The victorious Yes campaign in the CUSU-led referendum billed the creation of a Disabled Students’ Officer position as a “positive step for greater equality and liberation.” Likewise, rainbow flags have flown from flagpoles at colleges across the city this week to mark the beginning of LGBT History Month. As Dominic Cawdell rightly points out, this is a landmark moment for an institution which has historically excluded, and in some ways perhaps continues to exclude, certain groups.
This history of exclusion is still what we find when we report that female academics are struggling to make it to the top of the university’s pay scale, that the university’s own Ethnicity & Diversity Report has found that only 24.4 per cent of undergraduate students are black or from ethnic minorities, or that the Social Mobility and Child Poverty Commission has condemned the fact that not a single pupil eligible for free school meals in Cambridgeshire got a place at either Oxford or Cambridge in 2014.
These aren’t simply problems which have been consigned to the past, the products of years of systematic prejudices (although this is, of course, one side of the coin). These are also real-time issues: we only have to look at the way in which thousands of students seem to have dropped off the electoral register to realise that people are still being denied a voice.
Becoming aware of the problem of exclusion is often a ‘landmark moment’, but it should only ever be seen as a milestone on the way towards further change. Perhaps it would be more helpful if we view the raising of the rainbow flag in Cambridge less as a celebration and more as the raising of a standard – an announcement of the push which needs to follow.

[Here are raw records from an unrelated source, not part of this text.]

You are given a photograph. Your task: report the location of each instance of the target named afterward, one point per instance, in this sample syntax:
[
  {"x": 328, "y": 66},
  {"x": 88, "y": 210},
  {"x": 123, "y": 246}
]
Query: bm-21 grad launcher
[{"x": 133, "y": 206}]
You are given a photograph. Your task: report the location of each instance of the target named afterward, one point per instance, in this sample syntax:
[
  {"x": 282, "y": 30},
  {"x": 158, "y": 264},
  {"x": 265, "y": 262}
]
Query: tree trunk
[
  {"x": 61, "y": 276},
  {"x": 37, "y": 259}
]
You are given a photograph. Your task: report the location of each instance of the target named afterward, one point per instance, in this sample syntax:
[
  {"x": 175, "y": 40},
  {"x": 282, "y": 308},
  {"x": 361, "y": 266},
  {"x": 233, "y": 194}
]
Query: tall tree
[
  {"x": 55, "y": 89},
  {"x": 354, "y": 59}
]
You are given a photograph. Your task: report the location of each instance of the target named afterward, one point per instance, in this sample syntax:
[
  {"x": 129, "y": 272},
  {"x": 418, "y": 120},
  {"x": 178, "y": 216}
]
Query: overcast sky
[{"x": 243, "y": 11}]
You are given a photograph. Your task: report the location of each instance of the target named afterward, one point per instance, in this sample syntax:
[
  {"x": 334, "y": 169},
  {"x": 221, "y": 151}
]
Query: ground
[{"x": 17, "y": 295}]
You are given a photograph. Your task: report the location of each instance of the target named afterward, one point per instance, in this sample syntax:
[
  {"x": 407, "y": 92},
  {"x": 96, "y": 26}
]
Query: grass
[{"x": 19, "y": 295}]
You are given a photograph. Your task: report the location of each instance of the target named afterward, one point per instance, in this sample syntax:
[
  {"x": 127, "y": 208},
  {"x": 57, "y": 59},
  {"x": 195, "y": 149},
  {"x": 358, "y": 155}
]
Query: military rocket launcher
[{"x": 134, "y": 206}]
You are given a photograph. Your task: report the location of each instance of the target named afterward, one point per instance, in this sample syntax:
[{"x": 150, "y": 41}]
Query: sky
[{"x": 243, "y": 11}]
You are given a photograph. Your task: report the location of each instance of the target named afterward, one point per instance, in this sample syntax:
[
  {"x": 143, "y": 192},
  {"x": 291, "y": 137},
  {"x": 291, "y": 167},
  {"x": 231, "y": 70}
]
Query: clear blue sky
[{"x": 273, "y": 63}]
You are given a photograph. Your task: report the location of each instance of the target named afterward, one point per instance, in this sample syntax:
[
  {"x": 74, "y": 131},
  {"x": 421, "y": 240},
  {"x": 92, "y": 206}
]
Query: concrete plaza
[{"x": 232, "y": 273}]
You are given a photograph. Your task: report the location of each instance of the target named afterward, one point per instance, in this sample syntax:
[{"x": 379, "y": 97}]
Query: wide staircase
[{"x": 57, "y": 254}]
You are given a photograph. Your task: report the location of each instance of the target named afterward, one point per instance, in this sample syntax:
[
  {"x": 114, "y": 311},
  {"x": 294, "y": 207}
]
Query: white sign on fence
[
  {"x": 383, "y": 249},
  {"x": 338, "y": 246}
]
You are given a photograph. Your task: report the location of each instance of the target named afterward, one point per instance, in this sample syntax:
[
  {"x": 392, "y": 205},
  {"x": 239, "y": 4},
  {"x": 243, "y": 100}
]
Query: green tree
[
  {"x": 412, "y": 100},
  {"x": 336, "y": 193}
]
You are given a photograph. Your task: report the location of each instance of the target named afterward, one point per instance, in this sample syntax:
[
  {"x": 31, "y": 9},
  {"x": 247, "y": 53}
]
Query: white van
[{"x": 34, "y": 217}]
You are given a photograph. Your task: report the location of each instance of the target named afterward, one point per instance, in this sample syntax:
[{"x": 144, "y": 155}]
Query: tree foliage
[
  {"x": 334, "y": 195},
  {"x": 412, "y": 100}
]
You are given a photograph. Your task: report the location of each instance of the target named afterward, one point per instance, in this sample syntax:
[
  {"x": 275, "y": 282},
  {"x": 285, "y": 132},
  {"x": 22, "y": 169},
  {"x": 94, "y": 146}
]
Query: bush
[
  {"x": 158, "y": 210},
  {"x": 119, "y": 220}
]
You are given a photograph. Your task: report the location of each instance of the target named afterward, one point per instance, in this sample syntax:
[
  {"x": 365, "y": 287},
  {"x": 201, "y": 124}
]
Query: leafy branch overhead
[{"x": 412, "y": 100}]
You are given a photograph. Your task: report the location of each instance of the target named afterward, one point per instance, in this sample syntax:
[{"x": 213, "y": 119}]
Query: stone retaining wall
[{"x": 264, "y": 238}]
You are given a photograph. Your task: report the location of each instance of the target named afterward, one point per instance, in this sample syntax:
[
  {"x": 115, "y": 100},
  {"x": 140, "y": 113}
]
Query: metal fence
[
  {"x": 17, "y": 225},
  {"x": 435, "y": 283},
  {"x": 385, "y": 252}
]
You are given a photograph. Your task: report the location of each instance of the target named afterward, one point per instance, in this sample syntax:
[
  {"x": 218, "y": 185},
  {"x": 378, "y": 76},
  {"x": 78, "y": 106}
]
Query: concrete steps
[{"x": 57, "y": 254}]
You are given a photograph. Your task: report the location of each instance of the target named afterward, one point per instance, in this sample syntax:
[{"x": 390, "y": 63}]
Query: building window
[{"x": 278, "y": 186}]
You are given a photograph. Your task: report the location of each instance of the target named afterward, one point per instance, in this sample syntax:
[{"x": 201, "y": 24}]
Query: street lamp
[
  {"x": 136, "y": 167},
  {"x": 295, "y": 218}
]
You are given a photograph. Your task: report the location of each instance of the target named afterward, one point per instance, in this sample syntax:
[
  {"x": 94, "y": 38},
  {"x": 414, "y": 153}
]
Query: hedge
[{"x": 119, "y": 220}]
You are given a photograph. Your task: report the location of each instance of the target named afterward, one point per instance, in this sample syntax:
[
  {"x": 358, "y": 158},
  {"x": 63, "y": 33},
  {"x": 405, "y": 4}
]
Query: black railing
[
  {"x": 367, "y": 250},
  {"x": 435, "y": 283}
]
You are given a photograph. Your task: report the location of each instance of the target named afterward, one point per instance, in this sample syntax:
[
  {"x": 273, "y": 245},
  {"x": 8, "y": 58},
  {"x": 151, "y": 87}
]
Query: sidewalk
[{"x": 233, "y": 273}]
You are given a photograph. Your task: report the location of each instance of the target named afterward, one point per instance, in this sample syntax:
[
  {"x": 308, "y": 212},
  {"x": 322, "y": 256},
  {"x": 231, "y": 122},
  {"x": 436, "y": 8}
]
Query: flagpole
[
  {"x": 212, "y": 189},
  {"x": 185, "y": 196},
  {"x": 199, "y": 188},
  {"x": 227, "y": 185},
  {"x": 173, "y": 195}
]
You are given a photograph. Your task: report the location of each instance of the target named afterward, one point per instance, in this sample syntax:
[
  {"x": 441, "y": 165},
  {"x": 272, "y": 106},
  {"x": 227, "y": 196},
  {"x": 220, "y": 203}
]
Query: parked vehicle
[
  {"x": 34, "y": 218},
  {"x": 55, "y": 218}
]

When thinking about these sorts of progressive issues, we often try to figure moments such as the realisation of significant disparities or systematic prejudice as a sort of line in the sand; a turning point after which nothing can be the same again. The crucial thing to remember, though, is that lines in the sand can easily be washed away: without action, change will not stick.
This is precisely the case here. So while we may hail the creation of the Disabled Students’ Officer as a step in the right direction, that’s all it is until someone is elected to that role and begins to enact changes.
So too with LGBT History Month, which is described on its website as being “celebrated in February in the UK,” but comes with the insistence that “work to challenge homophobia, biphobia and transphobia continues throughout the year”.
We might think that such a bold statement of continued campaiging spirit is superfluous – of course LGBT+ people are going to continue campaigning for further recognition and equality! – but it is indeed necessary when faced by the somewhat fantastical impulse to turn every slight change into a big headline, and to transform every victory along the way into the end of the struggle.
This is why we cannot be too celebratory when much remains to be achieved, and why we must be wary of headlines which try to tell us that the ‘change’ we see before us is a grand historic landmark.